Getting from point A to B on Google Maps

Blog Post

What’s A Service, Anyway?

When I first discovered service design in grad school, I didn’t know what I was getting into. To be honest, I didn’t completely understand what “service” was.

At the Fjord office during the SF Design Week studio tours, a friendly and curious UX designer asked me what I meant by “service design.” No Fjordian came to my rescue, but it revealed how niche my work seemed.

I don’t blame this person for not knowing. The design world suffers from jargon overload; there’s so many concentrations and job titles no longer represent specific skillsets. That doesn’t include an increasingly confusing dictionary of multiple terms that represent the same concept or single terms with too many definitions. Case in point: “UX” or “User Experience.” Ultimately, they all work together in a melding of Design, describing what designers could offer a business or users.


But, as soon as you want to distinguish yourself from the crowd, you need to encapsulate what you’re good at. I’m good at designing services, but what are those?

There Are Formal Definitions.

Here’s some formal definitions from designers and academics of “service”. Notice that “interaction” is used in a general way and doesn’t suggest online or offline activity, but does imply a partnership between customers (or users) and organizations. There’s an introduction to intangibility, but I’ll tackle this more a bit later.

“Activities and events that form a product through an interaction between the consumer, any mediating technology and representatives of the service organization.

Services are also choreographed performances manufactured at the point of delivery.”

- Shelley Evenson, Fjord
(as taught by April Starr, SapientNitro (iota) )

“An activity or series of activities of a more or less intangible nature, that normally, but not necessarily, takes place in interaction between the customer and service employees and/or physical resources or goods and/or systems of the service provider, which are provided as solutions to customer problems.”

- Christian Gronroos, Hanken School of Economics
(as taught by Denis Weil, McDonalds)

“Services are intangible economic goods — they lead to outcomes as opposed to physical things customers own. Outcomes are generated by value exchanges that occur through mediums called touchpoints.”

- Lauren Ruiz and Izac Ross, Cooper
(described in a Cooper blog post)

There Are Principles.

Good services are tend to be defined by the principles of a good service.

  • A mix of intangible and tangible products;
    (At a car dealership, one product might be satisfaction, while another might be the car. Uber offers convenience, without the customer owning the car)
  • time-based interactions created over time;
    (Responding to and resolving an insurance claim might take weeks, but requires highly specific interactions with a customer that might only be one set of interactions in a lifetime relationship)
  • the engagement of multiple stakeholders; and,
    (Department stores engage customers shopping in their stores, but also customer families, clothing suppliers, store employees, shipping companies, and many others groups and individuals)
  • a holistic point of view.
    (To deliver a hamburger in 60 seconds, McDonald’s needs synergy between its people, objects and processes in front of and behind the counter)

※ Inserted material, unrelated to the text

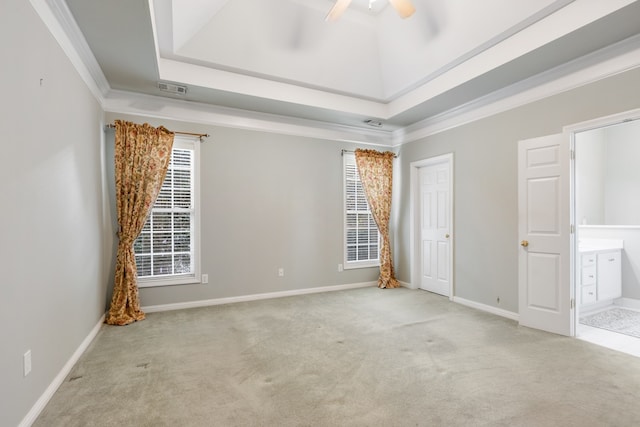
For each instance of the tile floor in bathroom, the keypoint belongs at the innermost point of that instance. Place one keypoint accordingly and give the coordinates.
(620, 342)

I’ve noticed that most blog posts, books and thinkers behind the academics call service design an “evolving field” that’s hard to define. But I believe: if our understanding of services stops evolving, then we aren’t studying services anymore. Smartphones changed how we think about services, so who knows what wearables will do to our understanding of them.

And, There’s My Own Perspective.

So, how did I answer my new friend at SF Design Week? I borrowed from the Jobs to Be Done theory and told a story (below is a similar, but different example).

Let’s say you need to travel from point A to B.

To do so, you interact with a variety of complex systems to accomplish your trip –  your trip doesn’t look like anyone else’s. These systems work together to help you; if one system breaks, your trip may not succeed.

If you choose to drive, you take advantage of government-maintained roads and bridges, licensing and education systems for drivers, insurance companies that offer protection, toll systems and many more. Don’t forget the GPS devices or software which directs you there.

You might outsource driving to a taxi driver, who drives your route the moment you request it. You might expect to feel safe and arrive in a reasonable time, just as much as you want to be in a clean vehicle with an knowledgable driver.

In a train or bus, your ability to navigate multiple systems of payment, transfers and routes (especially true in San Francisco), has a big impact on whether you achieve your goal.

Traditionally, we think of the pieces as individual products: a car, GPS, Google Maps, a taxi driver. But, each mode of transportation and element of the systems services a specific function that makes travel possible. With your input as a user, some of these services handle multiple aspects of travel (Uber as taxi), while others focus on specific functions (Google Maps as navigation). When a service works well, you engage it to help you get from point A to B.

My understanding of services is still evolving, but the more I learn about the world around me and the systems that keep it all going, I’ll be able to make lives better for everyone. That’s the service that I provide.